K.W.: El blues, como otras músicas importantes, está en peligro de extinción, porque las personas ya no se interesan por convertirse en músicos. Simplemente se quieren subir a un micro y salir de gira; y las cosas no son así. Es un aprendizaje que toma muchos años antes de tener el derecho de llamarse a sí mismo un verdadero bluesman. Piensan más en el dinero o en el poder que en la música. Se han perdido la camaradería y las ganas de tocar en equipo. Dentro de poco voy a llegar a los 50 años tocando y a lo mejor alguna gente joven me mira y piensa «¿esto es a lo máximo que puedo aspirar? Entonces tal vez no quiera hacer las cosas de esa manera». Del mismo modo, es muy intimidante cuando estás tocando con gente como Muddy Waters u otros de ese calibre, porque muchos piensan «yo nunca podré hacer eso, así que voy a intentar hacer estas otras cosas y voy a llamarlo blues». Así nacen muchas mentiras, porque toma mucho menos esfuerzo mentir musicalmente que hacer lo que hicieron B.B. King, Muddy Waters, Buddy Guy u otros grandes. Todo lo que tengo que decir es que hay algo que se llama buena música; no tiene porque llamarse «blues». «Tuff Enuff» no es blues, pero es buena música, es una buena canción. Duke Ellington dijo en una entrevista que hay dos clases de música, «la buena y la mala». Y desafortunadamente es todo una cuestión de gustos. En el deporte es distinto: un basquetbolista puede hacer una jugada muy creativa hacia el aro, pero mientras enceste, no importa, nadie va a cuestionar el buen gusto de sus movimientos. Sin embargo, en la música, todo se reduce al gusto y eso es un problema. En la música un montón de gente ni siquiera se da cuenta cuando un músico encesta.
P: ¿Por qué se demoró tanto su actuación en Sudamérica?
K.W.: No estoy seguro del motivo, pero creo que finalmente es algo positivo. Argentina me verá tocando mejor que nunca. No es que van a ver a un chico que está aprendiendo y creciendo en el mundo de la música, me van a ver a mí, al verdadero yo. Y me siento muy bien por eso. Para mi es genial porque nunca estuve en Argentina y Uruguay. A esta altura de mi vida, ir a un lugar en el que nunca estuve es algo hermoso. Si está pasando ahora, tal vez sea el comienzo de un buen futuro.
P: ¿Tiene referencias o información sobre la música y los músicos de nuestro país?
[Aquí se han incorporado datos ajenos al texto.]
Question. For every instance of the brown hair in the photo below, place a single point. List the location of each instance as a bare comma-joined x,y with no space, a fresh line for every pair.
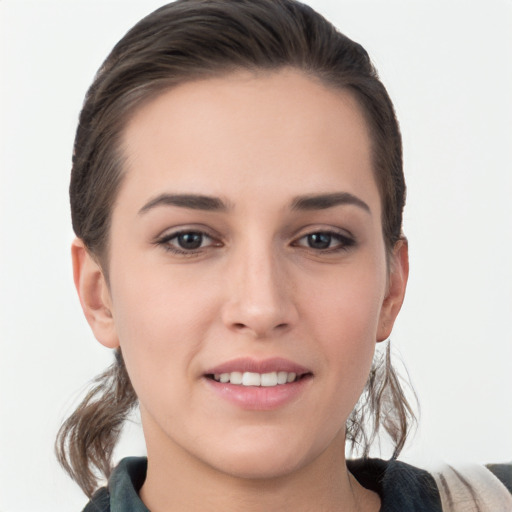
193,39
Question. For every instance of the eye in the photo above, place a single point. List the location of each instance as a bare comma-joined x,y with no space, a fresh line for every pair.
328,241
187,242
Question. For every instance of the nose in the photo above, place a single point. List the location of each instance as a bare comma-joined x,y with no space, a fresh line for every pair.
259,294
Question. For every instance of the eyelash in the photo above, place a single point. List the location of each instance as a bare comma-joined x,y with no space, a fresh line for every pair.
344,242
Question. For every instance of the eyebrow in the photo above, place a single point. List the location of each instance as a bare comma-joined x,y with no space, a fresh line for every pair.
192,201
324,201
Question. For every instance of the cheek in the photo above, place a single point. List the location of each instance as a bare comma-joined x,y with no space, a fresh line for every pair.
160,320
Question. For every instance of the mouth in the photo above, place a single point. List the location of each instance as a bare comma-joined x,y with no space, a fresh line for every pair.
269,379
259,385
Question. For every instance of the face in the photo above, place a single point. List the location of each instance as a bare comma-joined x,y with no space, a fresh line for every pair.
248,281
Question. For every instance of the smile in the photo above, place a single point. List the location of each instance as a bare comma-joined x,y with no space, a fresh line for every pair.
256,379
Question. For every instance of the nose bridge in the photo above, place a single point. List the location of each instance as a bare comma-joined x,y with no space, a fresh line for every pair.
258,292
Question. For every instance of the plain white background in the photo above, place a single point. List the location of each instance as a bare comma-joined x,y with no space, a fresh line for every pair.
448,68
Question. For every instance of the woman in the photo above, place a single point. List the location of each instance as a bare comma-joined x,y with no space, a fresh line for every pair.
237,196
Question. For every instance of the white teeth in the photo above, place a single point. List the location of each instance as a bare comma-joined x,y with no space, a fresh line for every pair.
282,377
251,379
269,379
256,379
236,377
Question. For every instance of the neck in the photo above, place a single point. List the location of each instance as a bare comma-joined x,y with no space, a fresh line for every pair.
176,481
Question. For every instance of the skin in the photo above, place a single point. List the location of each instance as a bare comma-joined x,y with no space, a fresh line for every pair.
256,287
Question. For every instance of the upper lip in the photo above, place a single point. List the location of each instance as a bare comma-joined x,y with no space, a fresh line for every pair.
247,364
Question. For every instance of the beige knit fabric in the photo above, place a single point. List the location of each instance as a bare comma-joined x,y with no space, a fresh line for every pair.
471,489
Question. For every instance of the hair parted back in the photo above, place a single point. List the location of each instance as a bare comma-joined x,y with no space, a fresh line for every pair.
196,39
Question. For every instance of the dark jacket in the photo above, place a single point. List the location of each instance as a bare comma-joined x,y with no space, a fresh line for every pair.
401,487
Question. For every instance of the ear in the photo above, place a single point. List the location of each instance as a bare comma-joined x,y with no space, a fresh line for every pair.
397,282
94,294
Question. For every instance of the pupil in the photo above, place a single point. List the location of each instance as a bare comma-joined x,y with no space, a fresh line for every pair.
190,240
319,240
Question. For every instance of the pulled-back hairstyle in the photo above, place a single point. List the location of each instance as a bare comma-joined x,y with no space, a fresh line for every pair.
189,40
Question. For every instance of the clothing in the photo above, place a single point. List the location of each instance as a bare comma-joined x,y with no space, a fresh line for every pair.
401,487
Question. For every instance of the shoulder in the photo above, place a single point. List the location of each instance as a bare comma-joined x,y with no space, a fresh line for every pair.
123,487
475,487
401,487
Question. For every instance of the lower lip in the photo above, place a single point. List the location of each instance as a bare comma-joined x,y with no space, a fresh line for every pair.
259,398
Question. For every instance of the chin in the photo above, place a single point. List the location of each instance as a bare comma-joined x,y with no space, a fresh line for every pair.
267,459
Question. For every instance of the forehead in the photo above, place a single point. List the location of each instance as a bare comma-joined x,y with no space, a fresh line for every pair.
251,130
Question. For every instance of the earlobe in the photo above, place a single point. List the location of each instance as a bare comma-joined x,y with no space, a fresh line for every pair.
397,283
94,294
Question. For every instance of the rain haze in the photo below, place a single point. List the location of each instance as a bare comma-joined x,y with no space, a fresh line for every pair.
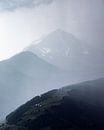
48,44
24,21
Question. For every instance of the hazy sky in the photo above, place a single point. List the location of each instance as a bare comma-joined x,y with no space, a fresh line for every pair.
23,21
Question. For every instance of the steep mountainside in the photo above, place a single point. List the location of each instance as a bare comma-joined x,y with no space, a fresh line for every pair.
25,75
75,107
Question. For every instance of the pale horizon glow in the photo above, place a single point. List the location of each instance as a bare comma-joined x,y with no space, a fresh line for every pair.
21,26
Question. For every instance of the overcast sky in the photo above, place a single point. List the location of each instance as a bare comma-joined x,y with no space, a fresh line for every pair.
23,21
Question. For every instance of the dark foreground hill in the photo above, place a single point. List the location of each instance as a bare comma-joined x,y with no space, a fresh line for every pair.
76,107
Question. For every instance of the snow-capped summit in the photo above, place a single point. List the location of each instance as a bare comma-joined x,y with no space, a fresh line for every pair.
66,51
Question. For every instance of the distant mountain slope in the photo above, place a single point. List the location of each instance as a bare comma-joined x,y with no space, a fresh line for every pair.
66,51
24,76
76,107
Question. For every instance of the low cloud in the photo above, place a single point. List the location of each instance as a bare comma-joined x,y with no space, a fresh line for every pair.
11,5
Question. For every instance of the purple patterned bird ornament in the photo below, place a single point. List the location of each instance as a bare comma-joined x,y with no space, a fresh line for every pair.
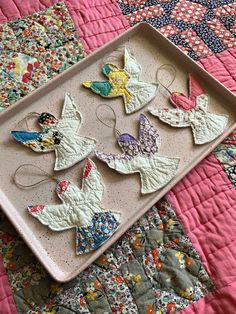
141,156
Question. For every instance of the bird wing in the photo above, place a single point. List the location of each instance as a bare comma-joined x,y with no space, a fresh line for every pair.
174,117
202,102
102,88
195,88
142,93
72,150
71,118
37,141
120,163
92,184
147,132
56,217
131,66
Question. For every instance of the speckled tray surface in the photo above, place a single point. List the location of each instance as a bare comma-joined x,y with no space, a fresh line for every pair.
56,250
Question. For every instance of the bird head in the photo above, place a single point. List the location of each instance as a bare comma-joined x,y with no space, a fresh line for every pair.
47,120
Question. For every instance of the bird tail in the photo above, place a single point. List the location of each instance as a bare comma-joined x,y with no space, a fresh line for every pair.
87,84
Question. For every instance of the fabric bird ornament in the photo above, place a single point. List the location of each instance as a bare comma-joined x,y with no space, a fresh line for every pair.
126,83
80,209
141,156
59,135
192,111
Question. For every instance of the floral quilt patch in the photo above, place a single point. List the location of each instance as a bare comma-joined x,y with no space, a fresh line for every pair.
34,49
153,268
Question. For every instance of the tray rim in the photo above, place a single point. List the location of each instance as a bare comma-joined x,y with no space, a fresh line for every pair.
5,202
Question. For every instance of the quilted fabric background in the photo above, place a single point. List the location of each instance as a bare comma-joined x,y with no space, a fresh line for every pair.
204,201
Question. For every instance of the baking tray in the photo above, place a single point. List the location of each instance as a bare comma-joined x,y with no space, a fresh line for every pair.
56,250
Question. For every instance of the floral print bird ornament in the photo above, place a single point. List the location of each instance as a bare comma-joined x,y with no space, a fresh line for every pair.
126,83
59,135
80,209
141,156
192,111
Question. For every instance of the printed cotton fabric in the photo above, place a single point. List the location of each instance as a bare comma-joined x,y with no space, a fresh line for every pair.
35,49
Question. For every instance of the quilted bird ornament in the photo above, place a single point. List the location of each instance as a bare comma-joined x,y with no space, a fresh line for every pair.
59,135
80,209
125,82
141,156
192,111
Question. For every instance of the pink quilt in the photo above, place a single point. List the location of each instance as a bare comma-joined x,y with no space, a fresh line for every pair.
205,200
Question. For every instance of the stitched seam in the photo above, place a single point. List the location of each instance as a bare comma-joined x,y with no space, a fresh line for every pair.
202,224
225,246
200,181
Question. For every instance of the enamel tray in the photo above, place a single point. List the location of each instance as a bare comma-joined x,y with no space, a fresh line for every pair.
56,250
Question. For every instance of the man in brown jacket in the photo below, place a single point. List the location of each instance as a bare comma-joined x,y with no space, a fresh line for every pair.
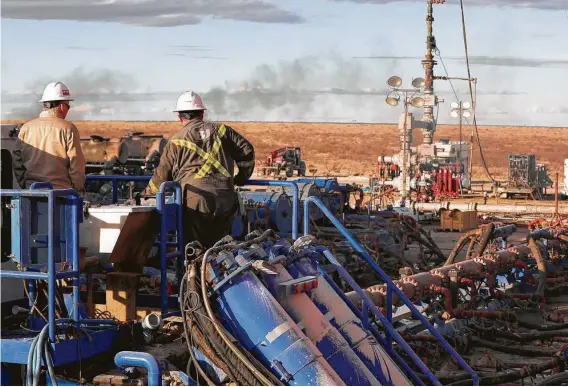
48,148
201,157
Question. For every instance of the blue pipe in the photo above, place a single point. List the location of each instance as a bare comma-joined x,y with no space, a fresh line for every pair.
39,193
387,323
32,275
295,198
263,327
330,303
141,359
76,264
278,207
161,208
333,346
51,284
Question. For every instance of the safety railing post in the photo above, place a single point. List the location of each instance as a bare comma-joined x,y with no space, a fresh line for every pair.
295,198
51,265
388,336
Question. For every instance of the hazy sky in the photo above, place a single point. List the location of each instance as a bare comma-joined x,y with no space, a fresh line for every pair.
314,59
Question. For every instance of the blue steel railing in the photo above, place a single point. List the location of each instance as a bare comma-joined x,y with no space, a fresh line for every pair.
295,198
44,190
368,305
164,209
114,179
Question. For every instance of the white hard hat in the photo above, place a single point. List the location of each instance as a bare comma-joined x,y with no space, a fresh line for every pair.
56,91
189,101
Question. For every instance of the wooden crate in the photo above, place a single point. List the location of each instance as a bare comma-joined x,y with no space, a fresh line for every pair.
456,220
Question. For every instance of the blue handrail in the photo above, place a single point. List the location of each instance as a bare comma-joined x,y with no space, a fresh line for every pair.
44,190
295,198
391,332
141,359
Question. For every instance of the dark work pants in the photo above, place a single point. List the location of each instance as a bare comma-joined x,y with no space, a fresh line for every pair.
205,228
208,216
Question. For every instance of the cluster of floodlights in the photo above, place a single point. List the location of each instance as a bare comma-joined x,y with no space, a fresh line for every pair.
393,97
460,108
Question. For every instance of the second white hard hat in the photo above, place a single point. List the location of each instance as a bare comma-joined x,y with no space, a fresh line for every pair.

K.W.: No estoy muy familiarizado con la música de Sudamérica, estoy más al tanto de la música cubana, todo lo afrocubano, esas cosas. Me imagino que debe haber probablemente algunas similitudes. Debe de haber alguna especie de música con mucha percusión en la Argentina, que probablemente varíe con las regiones. Seguramente será más folkie, más acústico. Pero en la Argentina es donde inventaron el tango. La mujer de mi bajista, Larry Taylor, es una gran bailarina de tango, ella fue allí y bailó sin parar por diez días. Se divirtió muchísimo y me dijo que era algo increíble y que tenía que ir a ver alguno de los viejos lugares y mirar cómo bailaban.